Advertisement

Students Add Up Pluses and Minuses of QR Requirement

The requirement was added to the Core this year because Faculty members say a quantitative course fills a gap in the College curriculum. All Core classes are designed to teach ways of thinking, in addition to the individual topics addressed by each course.

"People need to learn how to think quantitatively--we do live in a technological age," says Henry Ehrenreich, Clowes professor of science, who chaired the Core sub-committee on the sciences last year. "We need to understand the numerical ways of expressing trends which have to do with society in a general way. It's very reasonable to add this requirement."

The professors for the four classes currently offered describe their goals differently. Some say that that it is important to put mathematical concepts to use in the real world.

Advertisement

"I think the QR tends to work very well when you combine it with another subject," says Robert S. Huckman, head teaching fellow (TF) of QR 24: "Health Economics." "It convinces [students] it is worthwhile to learn the ins and outs of statistical analysis."

Professor of Statistics Carl N. Morris, who teaches QR 32, also focuses on real-world applications of statistics in his class.

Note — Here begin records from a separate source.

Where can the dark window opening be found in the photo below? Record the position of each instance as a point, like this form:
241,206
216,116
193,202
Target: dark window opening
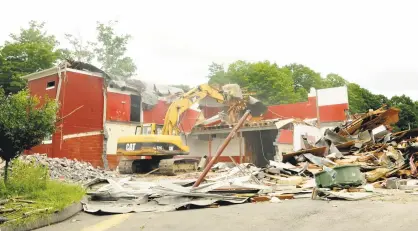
135,108
50,84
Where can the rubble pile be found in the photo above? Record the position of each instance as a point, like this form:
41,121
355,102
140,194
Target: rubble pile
350,162
68,170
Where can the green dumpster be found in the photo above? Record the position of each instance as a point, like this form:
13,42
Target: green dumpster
346,176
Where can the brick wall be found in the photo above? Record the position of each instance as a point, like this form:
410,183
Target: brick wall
118,107
78,90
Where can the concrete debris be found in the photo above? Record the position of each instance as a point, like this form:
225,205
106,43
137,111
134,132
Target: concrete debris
72,171
349,162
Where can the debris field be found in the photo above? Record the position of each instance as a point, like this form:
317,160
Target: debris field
353,161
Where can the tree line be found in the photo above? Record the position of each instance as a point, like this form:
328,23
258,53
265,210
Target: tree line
274,84
33,49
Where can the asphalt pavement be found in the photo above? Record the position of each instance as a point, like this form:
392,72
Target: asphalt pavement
295,215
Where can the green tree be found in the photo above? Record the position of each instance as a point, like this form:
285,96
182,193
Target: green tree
271,84
334,80
24,123
408,117
82,51
111,49
29,51
304,77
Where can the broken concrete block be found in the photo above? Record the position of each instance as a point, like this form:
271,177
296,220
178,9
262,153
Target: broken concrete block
394,183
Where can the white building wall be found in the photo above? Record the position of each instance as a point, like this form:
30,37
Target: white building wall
114,130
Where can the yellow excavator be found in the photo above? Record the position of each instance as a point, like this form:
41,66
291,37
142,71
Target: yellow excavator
154,145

"The course emphasizes statistical issues applied to real situations (science, law, advertising, experiments, surveys, probabilistic reasoning, forecasts, etc.)," he wrote in an e-mail message. "It teaches students about statistics in a way meant to be applicable in the student's daily lives and to their courses."

The other two QR classes, QR 22: "Deductive Logic" and QR 28: "The Magic of Numbers," focus on understanding abstract mathematical principals rather than applications.

"To understand the world, one doesn't need heavy math, one needs to be able to understand how to make sense of numbers, how to deal with quantitative info," says Loeb Professor of Social Sciences David M. Cutler, who teaches "Health Economics."